The Tiger football team has another big game on Saturday night down in Seguin against Texas Lutheran. Here are some facts about the series with the Bulldogs, as well as some fun (and-not-so-fun) memories I have of ETBU-TLU football:
-- The Tigers haven't won in Seguin since 2002. ETBU has lost the last two games played in Matador Stadium.
-- The 2004 game played down there was a heartbreaker for us. We were in the middle of one of those years where nothing -- absolutely nothing -- went right for ETBU. TLU quarterback Sean Salinas passed for over 500 yards that day, including a 98-yard bomb to Jason Trahan that stands as the longest play ever against the Tigers. Still, it took TLU going on a 20-0 run in the fourth quarter to pull out a wild 39-28 win.
-- The last three games of the series have been quite exciting. The margin of victory in those games is by a total of six points, including ETBU's 19-17 win last season in Ornelas Stadium.
-- Just as Seguin has been a tough place for ETBU, TLU hates coming to The Jungle. The Bulldogs are 0-4 all-time against the Tigers in Marshall.
-- TLU head coach Dennis Parker was my high school football coach here in Marshall, back in the late 1980s. I've always had the utmost respect for Coach Parker. I just wish I'd been about 6-3, 290 or so so I could have actually helped the Mavericks out back then. But alas, I was only a 5-10 or so, 190-pound (dripping wet) O-lineman. I have always proudly boasted to any Marshall fans who would listen -- I was part of the last team to finish with a losing record under Coach Parker with the Mavs. In the three years after my graduation, the Mavs won like 40 or something games, played deep into the state playoffs every year and won a state championship once. Either my class was a springboard for that program, or I probably should have not wasted his time...
-- The 2003 ETBU-TLU game is memorable for me in a not-so-nice way, I guess. The reason: I was sick as all get out that day, which ended with a 45-21 Tiger romp in The Jungle. I had been battling some nausea and stomach pain for a few days, but thought it was just something, well, not major.

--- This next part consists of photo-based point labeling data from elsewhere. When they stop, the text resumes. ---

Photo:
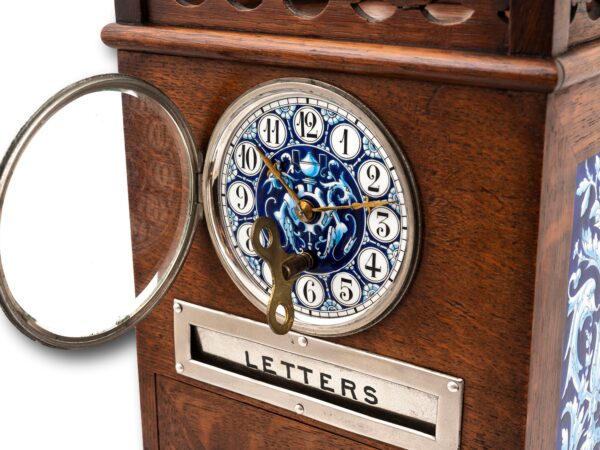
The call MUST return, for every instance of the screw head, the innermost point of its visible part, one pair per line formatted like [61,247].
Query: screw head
[453,386]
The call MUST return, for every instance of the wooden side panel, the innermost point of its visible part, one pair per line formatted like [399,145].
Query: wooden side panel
[476,154]
[573,135]
[129,11]
[585,25]
[192,418]
[468,24]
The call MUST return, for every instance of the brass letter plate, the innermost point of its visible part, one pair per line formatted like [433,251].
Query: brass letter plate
[376,397]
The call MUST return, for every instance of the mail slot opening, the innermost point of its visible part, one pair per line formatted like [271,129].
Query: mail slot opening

El Chico catered the press box meal that day, which didn't help matters with my nausea -- nothing against El Chico, but the smell of tacos and enchiladas isn't something that's prescribed when your stomach is turning somersaults up into your throat... I went home after the game and woke up the next morning in a bad way, and by late Sunday night I was in the hospital with what the surgeon would later describe to me as a "ripe" gallbladder. I was on the shelf and hospitalized for almost a week, and missed the Tigers' thrilling overtime loss at Hardin-Simmons the next week. The Tigers went 9-3 that year, but I was 9-2. And minus a minor body part... On that note, you know what minor surgery is? It's surgery that's happening to somebody else.
-- The most exciting game in the series, probably for ETBU fans, has to be the 2001 contest. That's the game where Jabori Jackson exploded on the national scene by single-handedly whipping the Bulldogs. The Tigers won 38-24, and Jackson accounted for 24 points himself. Jabori scored in every way possible, almost -- he took two passes for touchdowns, and he returned two kicks for scores. The numbers speak for themselves: 4 catches for 187 yards and 2 TD, and 3 kickoff returns for 190 yards and 2 scores. I will go on record and I'm pretty sure there are a lot out there who will back me up -- there hasn't been a better kickoff returner in the ASC in the last nine years than Jabori Jackson. There's been some good ones, but his name is at the top of the list.
-- Finally, can't forget the memories of the 2005 game in which Jeremy Seeton kicked the game-winning field goal with 12 sacks. TLU was nationally-ranked, coming off that impressive 2004 season, and Salinas was back for his senior year. I had a lot of respect for Salinas in the two games I saw him play against us -- he was as elusive a quarterback as we've seen in this league and he simply made the Bulldogs into a contender by being on the field. He was a special player. But we got to him nine times that day -- Micah Rucker had three sacks -- and that kept the game close into the fourth quarter. The offense got things going in the final 15 and managed to put enough points on the board to Seeton a chance to win it at the end.